Yabage

Yet Another Blog About Geek Experiments

Oct 1, 2013 - 4 minute read - Comments - Tooling Communication

I migrate to Jekyllrb

From Wordpress to Jekyll

I started a blog a few month ago with the framework wordpress, but I was not convinced about the user interface. For instance, here are a few drawbacks that annoyed me:

  • The default templates are a little bit primitive, and you have to download and install new ones for custom layouts (recipies, etc.)
  • Creating a template is a heavy process, requiring some knowledge in PHP language: I don’t know very much about PHP, and frankly, I’m not really interested to learn it for the basic purpose of blogging. I would have prefer some more modern/sexy web technology if I have to dig into it (javascript frameworks, dart, python, ruby …).
  • No version-control by default

Wordpress is still a really nice framework, but it didn’t fit me needs. I started to look for newer blogging framework, and I discover Jekyll.

Jekyll, the revelation

Jekyll is a static blog-aware site generator. It is really simple to setup, and extremely flexible. Here are the main reasons you should be interested in Jekyll:

  • It uses great tools, already well-known by the developers community.
  • It is a static web site, so you can drop your site on any service that give you an accessible share from internet. It does not request any special language support (PHP, ruby, python…).
  • You can host it for free on the very cool service github.io, and even access it with your own domain name.

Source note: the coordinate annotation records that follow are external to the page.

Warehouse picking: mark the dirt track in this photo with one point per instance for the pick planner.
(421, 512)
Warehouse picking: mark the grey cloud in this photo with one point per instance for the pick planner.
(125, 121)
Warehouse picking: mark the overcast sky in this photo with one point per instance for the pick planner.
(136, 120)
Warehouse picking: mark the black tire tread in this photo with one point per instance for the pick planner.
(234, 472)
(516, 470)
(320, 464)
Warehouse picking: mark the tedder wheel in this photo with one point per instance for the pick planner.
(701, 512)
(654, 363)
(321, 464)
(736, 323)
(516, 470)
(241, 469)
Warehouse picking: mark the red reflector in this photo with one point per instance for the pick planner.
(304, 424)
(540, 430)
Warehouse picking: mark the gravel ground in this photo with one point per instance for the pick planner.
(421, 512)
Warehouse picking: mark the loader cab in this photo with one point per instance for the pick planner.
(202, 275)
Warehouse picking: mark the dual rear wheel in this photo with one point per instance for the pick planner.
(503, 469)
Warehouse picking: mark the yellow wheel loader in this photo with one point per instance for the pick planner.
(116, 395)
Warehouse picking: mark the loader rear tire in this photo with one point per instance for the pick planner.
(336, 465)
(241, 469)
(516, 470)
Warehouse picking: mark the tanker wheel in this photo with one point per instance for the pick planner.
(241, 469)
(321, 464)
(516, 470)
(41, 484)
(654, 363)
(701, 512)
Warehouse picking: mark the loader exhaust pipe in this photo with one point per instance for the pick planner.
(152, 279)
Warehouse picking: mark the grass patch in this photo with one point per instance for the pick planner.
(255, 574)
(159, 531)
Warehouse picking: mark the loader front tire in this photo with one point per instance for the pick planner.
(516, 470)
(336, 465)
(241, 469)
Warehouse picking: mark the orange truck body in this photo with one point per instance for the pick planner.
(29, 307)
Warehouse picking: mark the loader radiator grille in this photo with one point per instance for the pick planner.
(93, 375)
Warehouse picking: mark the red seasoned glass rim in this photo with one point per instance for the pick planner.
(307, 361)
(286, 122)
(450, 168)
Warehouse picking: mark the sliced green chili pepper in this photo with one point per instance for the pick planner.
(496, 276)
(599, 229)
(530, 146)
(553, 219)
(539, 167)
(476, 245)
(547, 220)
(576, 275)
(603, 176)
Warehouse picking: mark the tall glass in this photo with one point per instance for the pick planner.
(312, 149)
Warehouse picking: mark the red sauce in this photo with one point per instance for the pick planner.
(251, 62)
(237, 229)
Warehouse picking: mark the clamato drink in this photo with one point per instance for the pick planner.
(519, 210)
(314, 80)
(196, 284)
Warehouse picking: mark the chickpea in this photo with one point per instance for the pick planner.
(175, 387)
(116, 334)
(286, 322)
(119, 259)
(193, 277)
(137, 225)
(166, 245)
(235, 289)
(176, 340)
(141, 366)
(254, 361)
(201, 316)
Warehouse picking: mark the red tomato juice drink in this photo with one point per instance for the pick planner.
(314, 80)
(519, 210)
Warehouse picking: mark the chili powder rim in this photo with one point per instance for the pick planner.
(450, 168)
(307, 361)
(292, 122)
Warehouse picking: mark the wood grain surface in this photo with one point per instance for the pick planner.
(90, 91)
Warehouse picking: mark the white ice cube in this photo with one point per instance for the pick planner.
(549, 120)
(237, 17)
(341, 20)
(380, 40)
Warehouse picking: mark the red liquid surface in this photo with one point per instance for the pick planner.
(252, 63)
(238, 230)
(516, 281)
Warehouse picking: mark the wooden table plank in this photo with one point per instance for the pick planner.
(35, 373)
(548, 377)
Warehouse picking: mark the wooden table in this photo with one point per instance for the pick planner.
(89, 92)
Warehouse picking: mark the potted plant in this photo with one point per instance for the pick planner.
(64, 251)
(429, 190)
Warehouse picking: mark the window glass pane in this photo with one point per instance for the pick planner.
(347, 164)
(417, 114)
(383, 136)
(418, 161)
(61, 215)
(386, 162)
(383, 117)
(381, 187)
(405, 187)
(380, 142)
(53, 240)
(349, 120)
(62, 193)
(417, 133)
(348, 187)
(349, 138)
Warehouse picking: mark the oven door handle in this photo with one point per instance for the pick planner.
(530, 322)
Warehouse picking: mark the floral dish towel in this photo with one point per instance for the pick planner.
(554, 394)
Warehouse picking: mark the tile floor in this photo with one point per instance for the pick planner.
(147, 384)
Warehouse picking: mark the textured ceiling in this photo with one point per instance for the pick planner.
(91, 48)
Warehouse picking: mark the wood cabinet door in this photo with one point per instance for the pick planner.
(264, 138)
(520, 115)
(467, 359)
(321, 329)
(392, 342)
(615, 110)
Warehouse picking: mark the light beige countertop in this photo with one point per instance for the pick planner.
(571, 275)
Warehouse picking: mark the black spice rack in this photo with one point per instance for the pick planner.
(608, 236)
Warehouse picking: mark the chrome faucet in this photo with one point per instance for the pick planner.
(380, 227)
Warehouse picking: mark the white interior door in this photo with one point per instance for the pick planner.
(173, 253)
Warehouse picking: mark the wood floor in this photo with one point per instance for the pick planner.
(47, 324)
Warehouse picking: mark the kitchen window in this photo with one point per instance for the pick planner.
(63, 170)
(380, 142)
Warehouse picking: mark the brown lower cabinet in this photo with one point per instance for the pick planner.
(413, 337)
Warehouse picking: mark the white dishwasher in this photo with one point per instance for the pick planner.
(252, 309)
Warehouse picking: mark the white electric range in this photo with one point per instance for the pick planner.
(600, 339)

I said Jekyll uses well know tools and language loved by developers. Here are they:

  • markdown: If you don’t know Markdown yet, well, you should! Markdown is a text syntax that can be easily turned into html, but focus on readability in plain text format. It’s really intuitive, elegant and efficient. You can find the details of the syntax here.
  • textile: If for a any reason you prefered textile, an alternative to markdown, it is also supported by default.
  • YAML front-matter: Setting some YAML front-matter at the beginning of your article allow you to specify a lot of variables (the type, the title, the layout, …), that can be used to really tune the behaviour of your site.
  • Ruby: Even if I’m not a ruby developper, I couldn’t deny that it’s a exciting language. It is also pretty easy to understand if you have to modify some plugins. Indeed, Jekyll can be extented with ruby scripts, that will add more features when you generate your site.
  • Git: Even if It’s not mandatory, the framework is really design to integrate easily with the decentralized version control Git, which is one of the more used in recent collaborative project.

Ready to use: Jekyll Bootstrap, Octopress

By default, jekyll comes with really simple theme, and not a lot of feature. Even if setting up new features (comments, themes, templates, …) is straightforward, I decided to save some time and clone the git repository of Jekyll Bootstrap, which include these features.

I bought on the site wrapbootstrap.com a CSS bootstrap template for blog, that I adapt for jekyll. I spent a little more time than expected to get the exact result I wanted, but it worth it! I also had to fix a minor bug on the comments plugin provider.

I discovered a little bit too late the framework [Octopress][11], which seems exactly what I wanted, and that I would recommand to anyone starting a blog with jekyll.

To do

I still have unfinished tasks for the blog:

  • As I create my own theme for Jekyll, there is some depencies between the theme and my layout, which shouldn’t exist if I would have create a clean generic template to be deployed for any blog. I don’t know if Octopress is more obvious in its architecture, but I found on Jekyll Bootstrap that it can sometimes be tricky to choose what should be in the theme and what should be in the blog layout.

  • I used some private plugin on Jekyll (to generate a tag cloud for instance), which isn’t supported on github. I still host my code on github, but I have to publish the generated site and the source code on different git branches to have the blog accessible on [http://pierre-jean.github.io]. Actually, I host it on my own server, but it could be usefull to really host it on github.

  • Publishing the blog require manual step (SSH connection to my server, and run the command to pull/push from git and generate the static content): all of these could be automated.

As a conclusion, I’m very happy to be able to finally write my post on markdown, and simply commit them with git. If you are a developper, you really should enjoy jekyll! If you have any advices/tweak/opinions, feel free to share them with a comment!